Enter PeerJ. This is a startup company that provides all of the services that you would expect from a high end journal (i.e. a good reputation and high integrity peer review). Papers are free to read for everyone (open access), and while it is technically author pays, the authors do not pay very much. This is because the great folks at PeerJ do not have the costs associated with a legacy publishing company, and so they are free to keep their processes lean and slim and use as much automation as possible. The only reason it has taken me so long to make use of their services is that they focus on biology, which is unfortunate for me, because I’m a chemist. However, since I worked on a bioinformatics project this summer, this squeaked into the domain range, so I was quite excited about the opportunity to participate.
Their official philosophy of manuscript submission is that it should be easy and painless, and I found this claim to be valid. The submission process is quite a detailed sequence, but the web interface is very good, and the many different questions and categories make a lot of sense (e.g. the section requiring clarifications about which authors did what kinds of things). There are one or two corners that are a bit confusing, but that’s OK: the staff are very helpful, and respond quickly to email inquiries.
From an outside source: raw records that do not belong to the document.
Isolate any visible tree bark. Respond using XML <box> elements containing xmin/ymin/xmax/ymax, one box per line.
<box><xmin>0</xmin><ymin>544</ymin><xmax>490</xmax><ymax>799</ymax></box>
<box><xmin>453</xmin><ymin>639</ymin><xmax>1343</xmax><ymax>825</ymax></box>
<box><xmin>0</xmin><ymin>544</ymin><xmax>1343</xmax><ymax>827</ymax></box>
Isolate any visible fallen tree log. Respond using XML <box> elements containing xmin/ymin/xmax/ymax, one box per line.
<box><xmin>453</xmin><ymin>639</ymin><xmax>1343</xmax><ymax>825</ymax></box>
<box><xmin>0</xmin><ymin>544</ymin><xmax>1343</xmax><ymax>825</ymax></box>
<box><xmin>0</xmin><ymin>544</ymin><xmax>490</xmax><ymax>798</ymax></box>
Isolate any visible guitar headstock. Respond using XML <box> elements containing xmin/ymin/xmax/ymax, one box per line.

This is as it should be, because PeerJ is building a system that can be much more highly automated than conventional publishers, and of course it can merely be almost-perfect in its early stages. Being responsive and attentive to the minor glitches is a characteristic that one might expect from a startup company that intends to be in it for the long haul.
All things considered, I’ve been a huge fan of PeerJ and what it seeks to accomplish from the moment I read about it, and now that I have my first paper with them, I’d make the same statement, but with experience to back it up. I very much hope that their experimental business model works out, and that they expand their domain in the general direction if cheminformatics, so I can publish with them more often.